For Mary Frasier, the best storytellers are people who look to the essence of a story, “that aspect of a story that’s compelling in a real fundamental human sense.”
Good tellers also have a knack for creating an atmosphere of tension and suspense. “You’re really communicating your own imagination to other people,” she says. “Everyone in the audience will be seeing it differently, but the power of the way you communicate your vision allows them to create the vision themselves.”
Frasier is a children’s librarian at the Monroe County Public Library and has taught storytelling at the School of Library and Information Science at Indiana University. She heard this story from a former student, and once that student moved out of the area, she started telling it herself.

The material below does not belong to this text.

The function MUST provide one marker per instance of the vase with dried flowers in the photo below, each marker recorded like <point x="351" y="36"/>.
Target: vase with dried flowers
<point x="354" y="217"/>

It has its origins in the Tlingit tribe from the Pacific Northwest, although Frasier comments, “I’ve known the story so long that I don’t even think about its source anymore.”
Monster In The Forest
Once long ago, human beings did not cultivate food as we do today, but they wandered through the great forest where they lived and gathered their food. And so, the human beings lived at the edge of this giant, primordial forest, going in and gathering their food.
Until one day, a terrible thing happened – a monster came and began to prey upon the human beings. This monster loved to crack their bones and suck out the marrow and drink the blood of the human beings and roast their hearts over an open flame and eat them.
So, the human beings became afraid to go into the forest and they couldn’t gather their food. They held a council and everyone gathered around a fire to talk about what they could do to rid themselves of this terrible monster…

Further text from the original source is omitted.